Speaking as someone who began writing for pay in 1980, I am frequently appalled by the gross grammatical errors being committed at what seems like a growing rate by other people who write for pay. If they don't know not to say "Send the shipment to Sally and I" how in heaven's name will young people ever learn it's supposed to be "me"? (For a whimsical take on this mounting problem, see my February post entitled The death of me.)
It's bad enough that text messaging is doing everything in its prodigious power to eradicate the art of writing during what's left of my lifetime; I don't need paid copywriters accelerating the destruction.
If you don't write for a living you're forgiven in advance for not knowing that all those supermarket signs should say "10 Items or Fewer." You're also forgiven in advance for not knowing (a) what a dangling modifier is and (b) how to fix one.
A dangling modifier is a modifier that's left hanging, that doesn't have anything to modify. Here's an example I happened upon recently in a publication sure to surprise you (it sure surprised me):
Standing before a fawning crowd at a private fundraiser in San Francisco last April, Senator Barack Obama's usually finely calibrated rhetoric loosened up.
Who was doing the standing? The finely calibrated rhetoric? See what I mean?
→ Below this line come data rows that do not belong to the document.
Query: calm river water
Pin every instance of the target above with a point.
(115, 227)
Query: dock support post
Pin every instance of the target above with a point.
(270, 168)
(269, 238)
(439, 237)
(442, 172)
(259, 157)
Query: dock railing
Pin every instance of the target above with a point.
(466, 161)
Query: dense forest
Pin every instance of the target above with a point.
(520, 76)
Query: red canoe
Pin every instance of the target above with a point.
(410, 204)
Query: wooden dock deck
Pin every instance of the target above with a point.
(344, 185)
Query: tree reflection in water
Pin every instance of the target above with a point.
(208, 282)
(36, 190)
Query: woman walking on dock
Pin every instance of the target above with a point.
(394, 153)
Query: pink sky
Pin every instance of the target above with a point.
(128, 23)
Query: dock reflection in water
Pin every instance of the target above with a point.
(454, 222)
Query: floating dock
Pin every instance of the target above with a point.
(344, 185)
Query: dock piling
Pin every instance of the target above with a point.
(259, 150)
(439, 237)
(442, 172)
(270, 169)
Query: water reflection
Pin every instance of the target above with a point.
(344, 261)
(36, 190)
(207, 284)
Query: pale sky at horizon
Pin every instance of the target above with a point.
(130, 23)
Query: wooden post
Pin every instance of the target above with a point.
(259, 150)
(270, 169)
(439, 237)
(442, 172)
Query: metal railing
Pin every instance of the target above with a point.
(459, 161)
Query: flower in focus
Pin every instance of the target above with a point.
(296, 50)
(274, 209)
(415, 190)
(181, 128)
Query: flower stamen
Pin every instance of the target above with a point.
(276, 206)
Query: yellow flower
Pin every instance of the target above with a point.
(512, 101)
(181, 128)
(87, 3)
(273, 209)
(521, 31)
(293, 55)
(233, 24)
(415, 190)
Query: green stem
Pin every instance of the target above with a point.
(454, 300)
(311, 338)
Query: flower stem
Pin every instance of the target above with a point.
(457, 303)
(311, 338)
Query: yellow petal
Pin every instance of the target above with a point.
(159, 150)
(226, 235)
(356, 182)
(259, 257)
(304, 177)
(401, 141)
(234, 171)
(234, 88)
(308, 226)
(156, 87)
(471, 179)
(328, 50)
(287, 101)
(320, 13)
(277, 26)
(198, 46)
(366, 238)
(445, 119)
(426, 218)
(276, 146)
The opening participial phrase is a dangling modifier because there's nothing for it to modify. The writer got lost or changed her mind midway through her sentence.
To fix this problem the sentence would have to be rewritten more or less as follows:
Standing before a fawning crowd at a private fundraiser in San Francisco last April, Senator Barack Obama loosened up his usually finely calibrated rhetoric.
Ah. That's more like it. Now we've got someone capable of standing.
Maybe the writer wrote the sentence my way in the first place, then thought it would flow better the way it wound up in the magazine, not noticing the resulting dangling modifier. Whatever.
The really surprising thing for me is where I found it: in the opening sentence, rendered in extra-large type, of an essay appearing in the Columbia Journalism Review. Which pretty much gives you and me (not I) a free pass on dangling modifiers until the end of time.